Predicting AI Computation Progress
Looking back at the only the last decade itself, compute has grown so tremendously it’s difficult to comprehend.
For example, the compute used to train Minerva, an AI which can solve complex math problems, is nearly 6 million times that which was used to train AlexNet 10 years ago.
Here’s a list of important AI models through history and the amount of compute used to train them.
AI | Year | FLOPs |
---|---|---|
Theseus | 1950 | 40 |
Perceptron Mark I | 1957–58 | 695,000 |
Neocognitron | 1980 | 228 million |
NetTalk | 1987 | 81 billion |
TD-Gammon | 1992 | 18 trillion |
NPLM | 2003 | 1.1 petaFLOPs |
AlexNet | 2012 | 470 petaFLOPs |
AlphaGo | 2016 | 1.9 million petaFLOPs |
GPT-3 | 2020 | 314 million petaFLOPs |
Minerva | 2022 | 2.7 billion petaFLOPs |
Note: One petaFLOP = one quadrillion FLOPs. Source: “Compute Trends Across Three Eras of Machine Learning” by Sevilla et. al, 2022.
The result of this growth in computation, along with the availability of massive data sets and better algorithms, has yielded a lot of AI progress in seemingly very little time. Now AI doesn’t just match, but also beats human performance in many areas.
It’s difficult to say if the same pace of computation growth will be maintained. Large-scale models require increasingly more compute power to train, and if computation doesn’t continue to ramp up it could slow down progress. Exhausting all the data currently available for training AI models could also impede the development and implementation of new models.
However with all the funding poured into AI recently, perhaps more breakthroughs are around the corner—like matching the computation power of the human brain.
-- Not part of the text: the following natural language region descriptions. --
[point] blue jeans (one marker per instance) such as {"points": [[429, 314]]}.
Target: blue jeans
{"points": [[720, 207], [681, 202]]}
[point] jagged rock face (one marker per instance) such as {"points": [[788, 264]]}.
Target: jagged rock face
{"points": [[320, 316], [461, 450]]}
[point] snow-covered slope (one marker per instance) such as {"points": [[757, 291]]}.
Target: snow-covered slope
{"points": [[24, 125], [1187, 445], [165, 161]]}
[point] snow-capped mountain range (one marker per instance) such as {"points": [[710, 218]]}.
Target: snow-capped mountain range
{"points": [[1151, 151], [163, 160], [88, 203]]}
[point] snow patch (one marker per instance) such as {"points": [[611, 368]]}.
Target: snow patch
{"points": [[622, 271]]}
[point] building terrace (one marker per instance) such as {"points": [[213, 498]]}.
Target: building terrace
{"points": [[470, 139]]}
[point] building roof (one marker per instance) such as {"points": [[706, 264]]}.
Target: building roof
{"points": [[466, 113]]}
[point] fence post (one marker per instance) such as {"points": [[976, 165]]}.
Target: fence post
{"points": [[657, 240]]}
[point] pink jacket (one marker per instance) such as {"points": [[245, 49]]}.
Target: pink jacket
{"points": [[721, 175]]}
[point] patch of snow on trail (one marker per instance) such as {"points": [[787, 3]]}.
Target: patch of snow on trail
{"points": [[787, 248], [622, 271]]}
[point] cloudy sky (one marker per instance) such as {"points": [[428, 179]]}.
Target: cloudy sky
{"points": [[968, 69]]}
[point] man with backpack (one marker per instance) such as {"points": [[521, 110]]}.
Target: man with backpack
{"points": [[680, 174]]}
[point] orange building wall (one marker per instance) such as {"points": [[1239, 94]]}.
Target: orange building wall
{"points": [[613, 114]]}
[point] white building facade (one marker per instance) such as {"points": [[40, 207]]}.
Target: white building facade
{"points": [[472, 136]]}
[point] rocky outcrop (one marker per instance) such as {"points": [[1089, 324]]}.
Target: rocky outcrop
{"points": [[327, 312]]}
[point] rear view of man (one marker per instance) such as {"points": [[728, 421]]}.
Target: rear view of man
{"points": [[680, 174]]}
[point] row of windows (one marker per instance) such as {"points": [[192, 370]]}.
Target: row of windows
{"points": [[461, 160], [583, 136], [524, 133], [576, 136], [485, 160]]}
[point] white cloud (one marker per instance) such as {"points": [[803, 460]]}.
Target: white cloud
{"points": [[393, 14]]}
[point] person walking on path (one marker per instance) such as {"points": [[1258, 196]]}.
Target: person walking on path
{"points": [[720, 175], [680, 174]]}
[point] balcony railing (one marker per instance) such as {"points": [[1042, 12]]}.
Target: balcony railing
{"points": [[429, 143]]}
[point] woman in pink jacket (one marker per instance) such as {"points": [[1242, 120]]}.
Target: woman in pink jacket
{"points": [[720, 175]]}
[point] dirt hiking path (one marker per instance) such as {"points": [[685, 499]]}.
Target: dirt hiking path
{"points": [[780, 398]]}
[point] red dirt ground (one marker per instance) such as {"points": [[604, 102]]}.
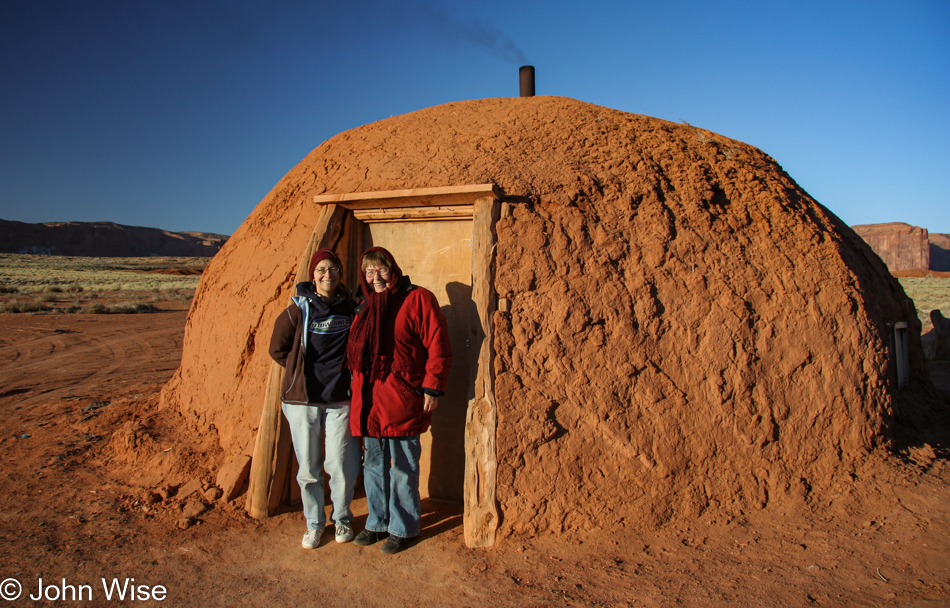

Where Does This Data Come From?
Source: “Compute Trends Across Three Eras of Machine Learning” by Sevilla et. al, 2022.
Note: The time estimated to for computation to double can vary depending on different research attempts, including Amodei and Hernandez (2018) and Lyzhov (2021). This article is based on our source’s findings. Please see their full paper for further details. Furthermore, the authors are cognizant of the framing concerns with deeming an AI model “regular-sized” or “large-sized” and said further research is needed in the area.
Methodology: The authors of the paper used two methods to determine the amount of compute used to train AI Models: counting the number of operations and tracking GPU time. Both approaches have drawbacks, namely: a lack of transparency with training processes and severe complexity as ML models grow.